The simplified version of the model grant agreement, the legal document setting out the terms and conditions of EU grants, is expected to be essential resource for applicants who struggle to understand legal language.
The first part will explain the most important details of the grant process, such as calculating personnel costs, security, protecting intellectual property rights and clauses on confidentiality.
“We are currently working to have them finalised, hopefully, still this year,” said Simona Maria Staicu, legal officer at the Commission, during the Commission's flagship event, R&I Days.
After months of delay, the first Horizon Europe calls were published earlier this month. But with no primer to the legal details of the grant agreement governing potential future projects, researchers are put in a precarious position.
“A good practice would be to have everything the beneficiaries need ready at the start of the programme,” Thomas Estermann, director for governance, funding and public policy development at the European University Association, told Science|Business. “Many of the challenges that the beneficiaries have is understanding the rules, the complexity of it. There should have been more importance dedicated to have it ready for the beginning of the programme.”
This is not the first time the release of the annotated grant agreement has been delayed. Seven years ago when the previous research programme Horizon 2020, was starting, the Commission struggled to get the document out in time.

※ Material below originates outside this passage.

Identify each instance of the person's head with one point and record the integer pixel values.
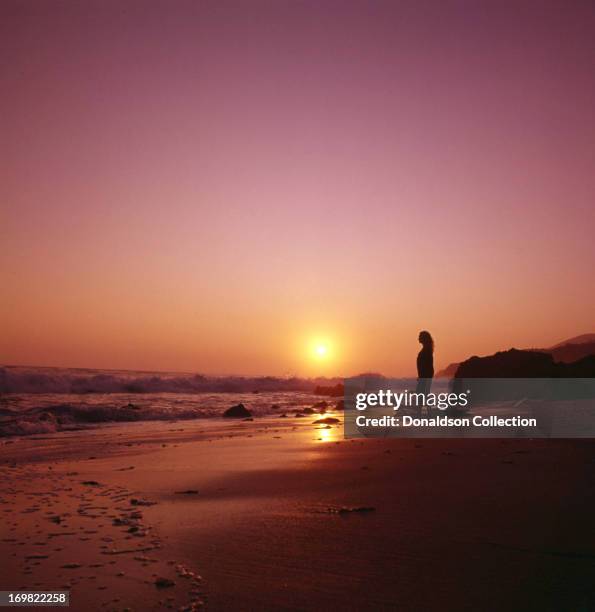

This time around, the Commission decided to use the same model grant agreement for all the programmes, to simplify its work. The objective “was to ensure uniformity, also to ensure we have a consistent interpretation of common rules, and also with the aim to create synergies across different EU programmes,” said Julien Dulot, an official at the legal unit of the Commission’s directorate for research.
While ensuring uniformity might be a good idea, agreeing on the details between the different Commission services has proved difficult.
What’s changing?
The new model grant agreement for Horizon Europe mainly follows the pattern of Horizon 2020. There are a few changes in terminology, and Horizon Europe specific parts are now all detailed in an annex.
The biggest change is the way personnel costs will be calculated. A variety of different ways to calculate employee costs will be replaced with one daily rate formula. The daily rate will be calculated by dividing the annual costs for each person by a fixed number of days, 215.
Estermann says the European University Association argued for more than one way to calculate personnel costs, but he refrained from judging the new model before it is tested.
For years now there have been demands to simplify the rules. The Commission’s latest attempt looks promising, but until it comes into practice, it is difficult to say whether the new model grant agreement will be simpler than its predecessors, said Estermann.